[Ac-225]-PSMA-62 Trial in Oligometastatic Hormone Sensitive and Metastatic Castration Resistant Prostate Cancer (ACCEL)

December 19, 2025 updated by: Eli Lilly and Company

[Ac-225]-PSMA-62 Phase I/II Clinical Trial to Characterize Efficacy, Safety, Tolerability, and Dosimetry in Oligometastatic Hormone Sensitive and Metastatic Castration Resistant Prostate Cancer (ACCEL)

ACCEL is a multicenter, open label phase Ia/Ib/II study of [Ac-225]-PSMA-62 in participants with prostate-specific membrane antigen (PSMA)-positive prostate cancer.

Study Overview

Status

Active, not recruiting

Conditions

Intervention / Treatment

Detailed Description

The primary aim of the phase Ia study is to evaluate the safety and tolerability of [Ac-225]-PSMA-62 to determine the maximum tolerated dose (MTD). The primary aim of the randomized phase Ib dose optimization is to determine the recommended phase II doses (RP2D) for patients with mCRPC and OmHSPC. The aim of the phase II study for patients with mCRPC is to evaluate the efficacy of [Ac-225]-PSMA-62.

Study Type

Interventional

Enrollment (Estimated)

142

Phase

  • Phase 1

Contacts and Locations

This section provides the contact details for those conducting the study, and information on where this study is being conducted.

Study Contact

  • Name: Trial questions or participation questions: 1-877-CTLILLY (1-877-285-4559) or
  • Phone Number: 1-317-615-4559
  • Email: LillyTrials@Lilly.com

Study Contact Backup

Study Locations

      • Hamilton, Canada, L8V 5C2
        • Juravinski
      • Montreal, Canada, H3T 1E2
        • Jewish General Hospital
      • Montreal, Canada, H4A 3J1
        • McGill University
      • Québec, Canada, G1J 1Z4
        • Centre Hospitalier Universite de QUEBEC
      • Saguenay, Canada, G7H 5H6
        • Hopital de Chicoutimi
      • Toronto, Canada, M5G 2M9
        • Princess Margaret Cancer Centre
      • Vancouver, Canada, V5Z4E6
        • BC Cancer Vancouver

Participation Criteria

Researchers look for people who fit a certain description, called eligibility criteria. Some examples of these criteria are a person's general health condition or prior treatments.

Eligibility Criteria

Ages Eligible for Study

  • Adult
  • Older Adult

Accepts Healthy Volunteers

No

Description

Inclusion Criteria:

  1. Histological, pathological, and/or cytological confirmation of adenocarcinoma of the prostate
  2. ECOG performance status 0 to 1
  3. Criteria specific for patients with mCRPC:

    1. Previously received an androgen receptor pathway inhibitor (ARPI) and taxane-based chemotherapy (unless ineligible or refused taxane).
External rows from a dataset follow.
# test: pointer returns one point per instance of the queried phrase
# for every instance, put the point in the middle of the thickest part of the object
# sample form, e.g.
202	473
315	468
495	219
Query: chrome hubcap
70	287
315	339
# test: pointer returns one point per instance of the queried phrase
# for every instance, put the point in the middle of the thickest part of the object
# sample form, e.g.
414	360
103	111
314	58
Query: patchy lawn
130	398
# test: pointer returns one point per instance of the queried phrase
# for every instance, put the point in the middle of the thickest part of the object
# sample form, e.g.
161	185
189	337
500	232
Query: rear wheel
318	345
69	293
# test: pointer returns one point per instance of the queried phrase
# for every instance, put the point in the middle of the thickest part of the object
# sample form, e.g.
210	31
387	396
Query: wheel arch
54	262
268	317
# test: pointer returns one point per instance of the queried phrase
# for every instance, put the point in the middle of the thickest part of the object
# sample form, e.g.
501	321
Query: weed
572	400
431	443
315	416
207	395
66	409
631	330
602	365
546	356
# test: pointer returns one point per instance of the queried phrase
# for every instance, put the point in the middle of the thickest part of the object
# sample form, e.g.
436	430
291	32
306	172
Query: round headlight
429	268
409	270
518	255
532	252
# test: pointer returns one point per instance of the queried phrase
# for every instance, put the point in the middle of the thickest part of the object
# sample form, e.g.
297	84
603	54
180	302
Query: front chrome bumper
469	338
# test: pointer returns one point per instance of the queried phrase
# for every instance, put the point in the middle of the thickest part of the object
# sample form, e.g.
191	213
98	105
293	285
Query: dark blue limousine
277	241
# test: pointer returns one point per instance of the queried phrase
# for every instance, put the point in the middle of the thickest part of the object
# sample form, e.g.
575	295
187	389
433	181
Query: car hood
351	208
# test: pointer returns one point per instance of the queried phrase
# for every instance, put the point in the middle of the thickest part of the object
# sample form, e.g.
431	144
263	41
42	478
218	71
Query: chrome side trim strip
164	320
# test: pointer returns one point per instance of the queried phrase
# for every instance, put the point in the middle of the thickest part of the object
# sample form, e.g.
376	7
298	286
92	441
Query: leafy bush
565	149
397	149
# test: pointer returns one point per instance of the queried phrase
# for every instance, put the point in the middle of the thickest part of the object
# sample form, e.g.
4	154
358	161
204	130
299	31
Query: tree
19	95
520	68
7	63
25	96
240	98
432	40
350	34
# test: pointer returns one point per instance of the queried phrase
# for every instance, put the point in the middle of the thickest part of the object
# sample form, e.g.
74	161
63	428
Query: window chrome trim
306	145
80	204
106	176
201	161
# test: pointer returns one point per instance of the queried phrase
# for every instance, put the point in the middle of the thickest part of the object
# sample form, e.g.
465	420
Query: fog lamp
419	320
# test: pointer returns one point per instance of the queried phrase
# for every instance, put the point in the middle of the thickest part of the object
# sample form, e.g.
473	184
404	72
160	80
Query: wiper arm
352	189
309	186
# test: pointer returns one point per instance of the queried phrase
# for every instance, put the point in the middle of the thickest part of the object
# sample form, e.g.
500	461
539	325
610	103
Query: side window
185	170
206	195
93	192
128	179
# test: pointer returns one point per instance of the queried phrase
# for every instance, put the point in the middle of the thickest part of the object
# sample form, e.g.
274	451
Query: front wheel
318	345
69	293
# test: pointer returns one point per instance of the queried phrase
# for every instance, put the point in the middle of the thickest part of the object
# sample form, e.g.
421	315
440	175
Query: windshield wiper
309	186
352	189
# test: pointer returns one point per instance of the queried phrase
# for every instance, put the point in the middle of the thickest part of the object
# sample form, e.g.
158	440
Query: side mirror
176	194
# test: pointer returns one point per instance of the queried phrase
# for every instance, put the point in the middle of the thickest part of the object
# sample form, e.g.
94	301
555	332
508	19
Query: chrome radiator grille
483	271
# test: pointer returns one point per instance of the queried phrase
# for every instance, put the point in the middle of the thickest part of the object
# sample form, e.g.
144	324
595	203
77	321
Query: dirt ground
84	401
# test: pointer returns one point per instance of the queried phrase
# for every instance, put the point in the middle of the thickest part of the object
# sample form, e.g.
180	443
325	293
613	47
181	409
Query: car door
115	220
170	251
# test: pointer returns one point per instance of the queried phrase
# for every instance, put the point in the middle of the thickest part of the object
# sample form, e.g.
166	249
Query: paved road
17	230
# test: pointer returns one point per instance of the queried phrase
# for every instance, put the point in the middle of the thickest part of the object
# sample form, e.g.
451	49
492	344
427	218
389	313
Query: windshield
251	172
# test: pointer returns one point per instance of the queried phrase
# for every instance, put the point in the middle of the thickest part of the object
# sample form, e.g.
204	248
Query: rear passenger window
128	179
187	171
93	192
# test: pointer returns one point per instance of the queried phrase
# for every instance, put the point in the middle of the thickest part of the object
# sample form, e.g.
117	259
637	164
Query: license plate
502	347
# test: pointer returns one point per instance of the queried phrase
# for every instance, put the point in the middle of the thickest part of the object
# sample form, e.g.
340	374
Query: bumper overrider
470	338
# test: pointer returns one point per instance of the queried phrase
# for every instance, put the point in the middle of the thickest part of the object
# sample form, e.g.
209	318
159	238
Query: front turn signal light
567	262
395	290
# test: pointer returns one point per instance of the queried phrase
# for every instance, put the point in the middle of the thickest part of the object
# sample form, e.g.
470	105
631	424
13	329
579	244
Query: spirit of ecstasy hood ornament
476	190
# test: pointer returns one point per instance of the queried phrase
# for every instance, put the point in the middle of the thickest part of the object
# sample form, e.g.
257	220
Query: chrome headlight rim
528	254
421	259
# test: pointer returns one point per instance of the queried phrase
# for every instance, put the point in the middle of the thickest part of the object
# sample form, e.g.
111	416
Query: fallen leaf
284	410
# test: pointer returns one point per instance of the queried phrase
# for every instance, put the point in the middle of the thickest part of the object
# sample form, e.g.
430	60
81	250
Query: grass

Received a maximum of 3 prior systemic therapy regimens in the mCRPC setting
    2. Progressive mCRPC at the time of consent based on at least 1 of the following criteria being met in the context of castrate levels of testosterone:

      • PSA progression defined as rising PSA values at a minimum of 1-week intervals, with the last result being at least 1.0 ng/mL
      • Soft-tissue progression defined as an increase ≥20% in the sum of the diameter (SOD) (short axis for nodal lesions and long axis for non-nodal lesions) of all target lesions based on the smallest SOD since treatment started or the appearance of one or more new lesions
      • Progression of bone disease defined as the appearance of two or more new lesions by bone scan
    3. At least one PSMA-PET positive lesion for prostate cancer
    4. Castrate circulating testosterone levels (<1.74 nmol/L or <50 ng/dL)
  4. Criteria specific for patients with OmHSPC:

    1. PSA recurrence after radical prostatectomy (RP) or definitive radiation therapy (RT), with or without adjuvant/salvage local therapy (radiation or surgery), with or without (neo)adjuvant ADT

      • PSA ≥ 0.2ng/mL for patients with prior RP +/- RT, or
      • PSA of ≥ 2 ng/mL above nadir for patients with only prior RT
    2. 1- 5 PSMA-PET positive lesions identified outside the prostate bed or remaining gland.

Exclusion Criteria:

  1. Patient has received any other investigational therapeutic agents within 4 weeks or 5 half-lives (whichever is shorter) of starting the study treatment
  2. Evidence of ongoing and untreated urinary tract obstruction
  3. Existing Grade 1 dry mouth (xerostomia) or symptomatic Grade 1 dry eye (xerophthalmia) for any reason
  4. Patient has any concurrent severe and/or uncontrolled medical conditions that could increase the patient's risk for toxicity while on the study or that could confound discrimination between disease- and study treatment-related toxicities
  5. Criteria specific for patients with mCRPC:

    1. Patient has received any PSMA-directed radioligand therapy (e.g., Lu-177-PSMA, Lu-177-PNT2002, Ac-225-J591)
    2. Patient has received any therapeutic systemic radionuclides (e.g., radium-223, rhenium-186, strontium-89), or non-PSMA-directed therapeutic radioligands (e.g., Lu-177-Dotatate) within 5 half-lives of starting the study treatment
  6. Criteria specific for patients with OmHSPC:

    1. Patient has received any systemic anti-cancer therapy for prostate cancer with the exception of (neo)adjuvant ADT for management of localized disease
    2. Presence of any liver metastases
    3. Known presence of central nervous system metastases

Study Plan

This section provides details of the study plan, including how the study is designed and what the study is measuring.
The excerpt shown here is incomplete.